El relato del viernes: «La pregunta envenenada»

Fuente: Pixabay

La pregunta envenenada

—¿Es usted feliz?

La pregunta quedó lanzada al aire como si fuese un dardo envenenado. Casi la pude ver atravesar el escaso espacio que separaba mi exigua butaca del cómodo sillón sobre el que descansaba él. Creo que estuve a punto de hacer el ademán de esquivarla, como si la supuesta saeta fuese, en verdad, a impactar en mí y a dejarme malherida. En realidad, ya lo había hecho, solo que, en aquel momento, yo aún no lo sabía.

Lo primero que me pasó por la cabeza fue: «pero, ¿qué me está preguntando este hombre?» De hecho, mi cara debió de ser todo un poema, como suele decirse, y él notó mi estupefacción porque, a los escasos segundos, se apresuró a decir:

—No me conteste todavía. Tómese un tiempo para pensarlo.

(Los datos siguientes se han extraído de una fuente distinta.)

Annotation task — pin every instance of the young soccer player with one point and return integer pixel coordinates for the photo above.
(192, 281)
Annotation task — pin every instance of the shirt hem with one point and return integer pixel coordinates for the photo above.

Estuve tentada de contestarle con un «gracias, majo», pero, por suerte, logré contenerme a tiempo. En su lugar, le dediqué una pequeña sonrisa de condescendencia. Si captó la ironía o no es algo que siempre me quedará en duda. Con mucha amabilidad y un simple gesto de manos, fui invitada a comenzar a reflexionar. Menuda papeleta me había caído. Y yo que suponía que aquella primera sesión iba a ser, por completo, inocua para mí. Parecía que no iba a tener tanta suerte.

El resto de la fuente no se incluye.